There are many other patterns of prayer historically used by the church that may greatly enrich your prayer experience. Experiment with the Daily Office, the Jesus’ Prayer, the lectio divina (Google these!), or simply turn on some worship music and sing to the Lord in the privacy of your room.
Just remember your mind can be the greatest enemy to a prayer life. And it will take some time to learn to tame it. The mind often races and the emotions will scream when you try to settle into prayer. But don’t give into that. Just press in tenaciously and push through those distractions. Focus on the fact that God is seeking you and wants to hear your heart.

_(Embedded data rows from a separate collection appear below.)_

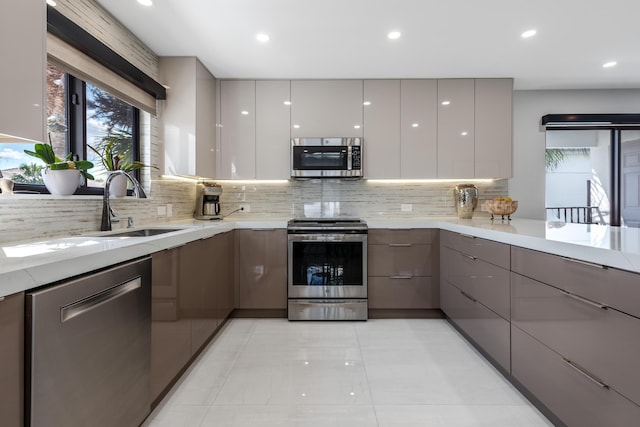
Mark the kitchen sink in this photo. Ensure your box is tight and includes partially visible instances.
[95,228,184,237]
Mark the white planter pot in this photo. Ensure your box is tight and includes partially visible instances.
[42,168,82,196]
[109,174,128,197]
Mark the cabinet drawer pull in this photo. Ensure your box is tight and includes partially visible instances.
[460,291,478,302]
[561,256,609,270]
[562,357,609,390]
[560,291,609,310]
[458,233,477,239]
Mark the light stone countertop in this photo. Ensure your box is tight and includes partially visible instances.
[0,216,640,297]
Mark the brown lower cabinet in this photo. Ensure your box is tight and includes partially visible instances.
[235,229,287,310]
[151,232,233,401]
[367,229,439,317]
[511,326,640,427]
[0,292,24,427]
[440,280,511,372]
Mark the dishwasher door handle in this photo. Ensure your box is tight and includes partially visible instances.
[60,277,142,323]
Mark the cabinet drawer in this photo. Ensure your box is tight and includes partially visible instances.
[440,280,510,371]
[367,228,437,245]
[440,231,511,270]
[511,326,640,427]
[511,246,640,317]
[441,247,511,320]
[367,277,433,309]
[511,273,640,404]
[367,243,431,277]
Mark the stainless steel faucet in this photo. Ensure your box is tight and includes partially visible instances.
[100,170,147,231]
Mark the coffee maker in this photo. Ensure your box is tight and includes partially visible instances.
[193,180,222,219]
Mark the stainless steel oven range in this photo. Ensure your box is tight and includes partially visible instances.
[287,218,368,320]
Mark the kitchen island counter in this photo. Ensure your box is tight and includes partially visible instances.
[0,216,640,297]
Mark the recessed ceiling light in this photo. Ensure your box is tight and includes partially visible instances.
[256,33,269,43]
[387,31,402,40]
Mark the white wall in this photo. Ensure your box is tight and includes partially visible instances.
[509,89,640,219]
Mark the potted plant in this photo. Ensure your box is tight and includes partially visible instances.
[87,137,149,197]
[24,143,93,196]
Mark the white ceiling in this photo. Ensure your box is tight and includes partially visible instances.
[98,0,640,89]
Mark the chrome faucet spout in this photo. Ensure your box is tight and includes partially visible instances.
[100,170,147,231]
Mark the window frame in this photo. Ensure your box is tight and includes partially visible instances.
[14,71,141,196]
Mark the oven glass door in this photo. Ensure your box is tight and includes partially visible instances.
[292,146,349,170]
[288,234,367,298]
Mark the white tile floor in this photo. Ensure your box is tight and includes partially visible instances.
[144,319,551,427]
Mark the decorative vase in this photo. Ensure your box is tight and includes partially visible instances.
[453,184,478,219]
[109,174,127,197]
[42,167,82,196]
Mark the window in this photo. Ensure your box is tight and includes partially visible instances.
[0,64,140,194]
[546,127,640,227]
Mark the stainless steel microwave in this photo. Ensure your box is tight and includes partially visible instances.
[291,138,363,178]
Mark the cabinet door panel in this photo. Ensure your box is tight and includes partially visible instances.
[440,231,511,270]
[367,244,431,277]
[475,79,513,178]
[511,326,640,427]
[291,80,366,138]
[440,280,511,371]
[218,80,256,179]
[367,277,433,309]
[0,292,24,427]
[364,80,400,179]
[0,0,47,141]
[511,273,640,404]
[256,80,291,179]
[438,79,475,178]
[441,247,511,320]
[511,246,640,317]
[367,228,437,245]
[236,230,287,309]
[400,80,438,179]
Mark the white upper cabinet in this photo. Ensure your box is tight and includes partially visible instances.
[438,79,475,178]
[217,80,256,179]
[400,80,438,179]
[159,57,216,178]
[363,80,400,179]
[475,79,513,178]
[256,80,291,179]
[0,0,46,141]
[291,80,367,138]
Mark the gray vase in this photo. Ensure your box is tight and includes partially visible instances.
[453,184,478,219]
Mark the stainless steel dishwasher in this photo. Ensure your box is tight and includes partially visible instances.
[25,258,151,427]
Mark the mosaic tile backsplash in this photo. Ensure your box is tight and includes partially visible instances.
[0,179,508,244]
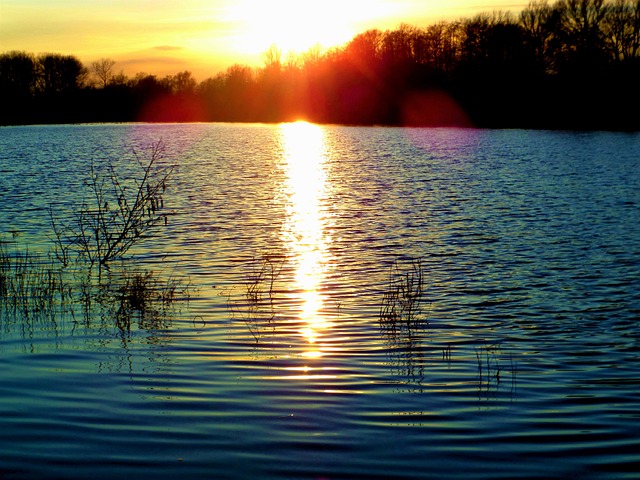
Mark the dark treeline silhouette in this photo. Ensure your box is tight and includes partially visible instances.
[0,0,640,130]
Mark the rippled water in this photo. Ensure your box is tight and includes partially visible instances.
[0,124,640,479]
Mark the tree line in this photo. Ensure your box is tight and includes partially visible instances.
[0,0,640,130]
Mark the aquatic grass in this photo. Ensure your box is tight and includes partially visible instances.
[474,341,518,399]
[0,239,70,321]
[227,254,285,343]
[102,269,191,333]
[379,258,428,336]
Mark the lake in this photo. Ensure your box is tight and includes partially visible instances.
[0,123,640,479]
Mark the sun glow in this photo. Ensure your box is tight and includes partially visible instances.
[281,122,330,358]
[228,0,397,53]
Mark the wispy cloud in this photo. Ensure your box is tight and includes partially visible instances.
[153,45,182,52]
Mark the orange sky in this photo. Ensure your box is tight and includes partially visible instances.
[0,0,528,80]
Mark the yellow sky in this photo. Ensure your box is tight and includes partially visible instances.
[0,0,528,80]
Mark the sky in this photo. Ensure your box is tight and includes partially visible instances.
[0,0,528,80]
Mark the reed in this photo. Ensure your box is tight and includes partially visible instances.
[379,258,427,336]
[227,254,285,343]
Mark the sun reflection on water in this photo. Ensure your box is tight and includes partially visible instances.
[281,122,330,358]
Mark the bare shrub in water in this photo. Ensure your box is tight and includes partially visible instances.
[50,142,175,271]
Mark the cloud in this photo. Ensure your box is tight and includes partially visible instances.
[153,45,182,52]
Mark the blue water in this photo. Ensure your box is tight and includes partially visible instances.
[0,124,640,479]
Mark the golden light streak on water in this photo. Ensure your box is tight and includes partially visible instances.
[281,122,330,358]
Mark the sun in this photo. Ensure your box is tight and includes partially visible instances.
[222,0,393,54]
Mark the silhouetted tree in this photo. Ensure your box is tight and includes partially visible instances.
[38,53,87,95]
[89,58,116,88]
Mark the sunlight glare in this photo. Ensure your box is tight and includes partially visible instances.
[281,122,329,358]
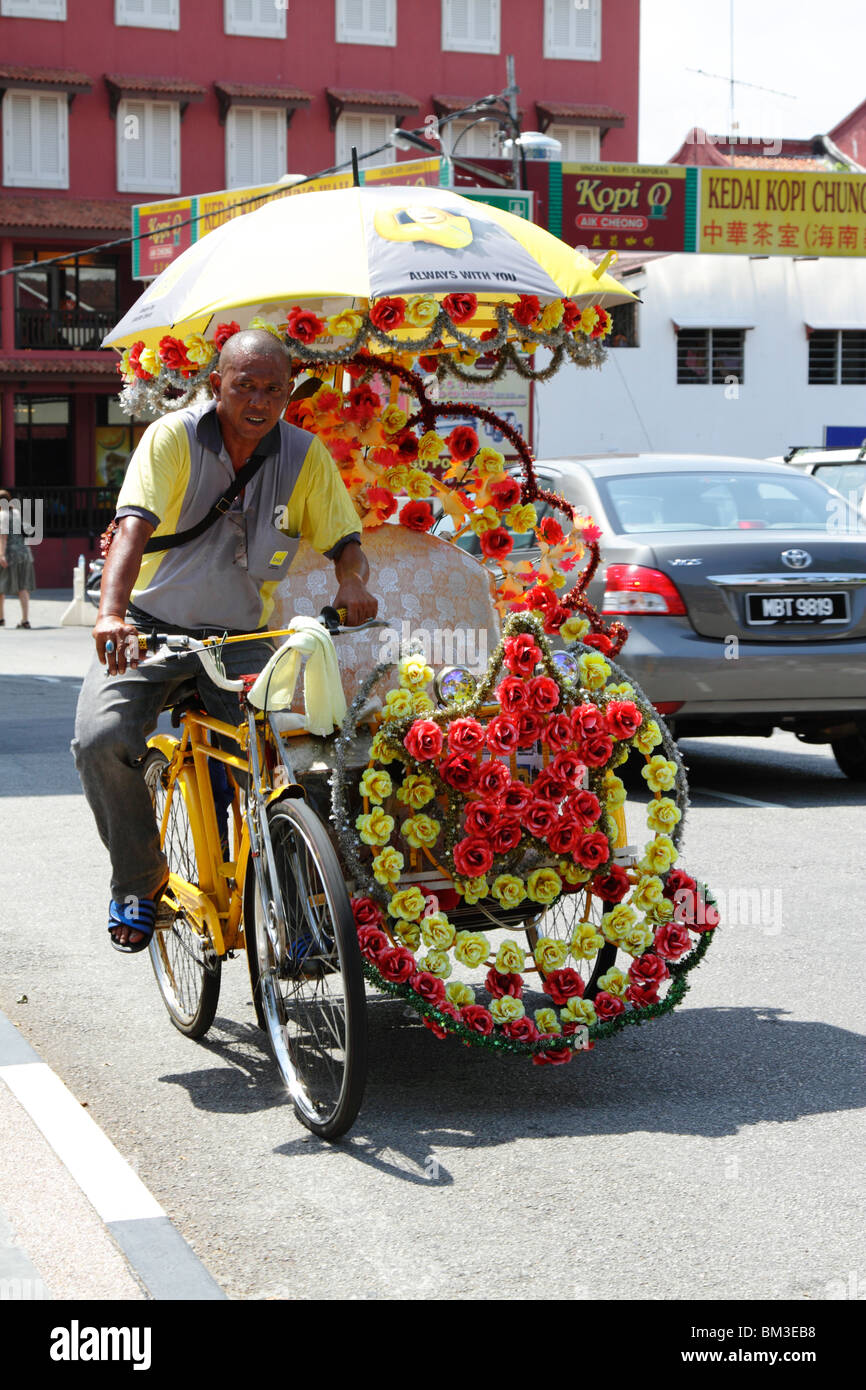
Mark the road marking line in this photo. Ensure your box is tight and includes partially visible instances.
[691,787,785,810]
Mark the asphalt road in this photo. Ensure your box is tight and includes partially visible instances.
[0,606,866,1301]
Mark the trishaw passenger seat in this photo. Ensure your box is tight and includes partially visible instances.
[271,524,499,710]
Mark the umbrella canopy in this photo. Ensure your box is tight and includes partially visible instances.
[103,186,634,349]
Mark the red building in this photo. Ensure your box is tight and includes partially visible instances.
[0,0,639,585]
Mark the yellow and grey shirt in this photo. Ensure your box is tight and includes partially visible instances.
[117,400,360,632]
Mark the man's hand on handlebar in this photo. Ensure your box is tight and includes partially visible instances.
[93,613,139,676]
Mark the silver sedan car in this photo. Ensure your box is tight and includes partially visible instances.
[461,455,866,780]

Prayer Helps Us Love God Back
I love God less than I want to. I want to love God enough to be willing to do what saints who have gone before me have done: to do something radical and countercultural for Christ. God hasn’t asked me to do such things, but I want to be in a place in my soul where He knows (and I know) that He could, and that there would be a resounding YES in me.
I’m not talking about ordinary faith here. Nor am I talking about something that is required. There is a required love: We’re supposed to love God enough to receive what He has freely given us in Christ; we’re supposed to love God enough to face the cross in order to ensure what Jesus did isn’t ignored by us. Salvation is found there. And that is where our journey of faith begins. That is really all that’s necessary or required by God, as far as loving Him is concerned. But that doesn’t mean there isn’t more.
There is plenty of room for believers to love God extra—room to be caught up in an infatuation with the Holy. I’m not saying we should try to love Him extra in order to make Him love us more—He loves us period, not in response to what we do or don’t do. I’m not nervous about how God feels about me. But I don’t want to just think about that; I want to respond to that.
I think the secret of loving God “more” is to order our lives in such a way that we intentionally and consistently experience the face of God through prayer. Loving God more is possible if we intentionally face God more. This is why the Psalmist prayed again and again, “Restore us, O God; make your face shine upon us, that we may be saved” (Psa. 80:3). I want more face time with God. I want to forget Him less. This journey of faith is all about gazing at the One who is invisible. That’s what prayer is. And I want to journey well.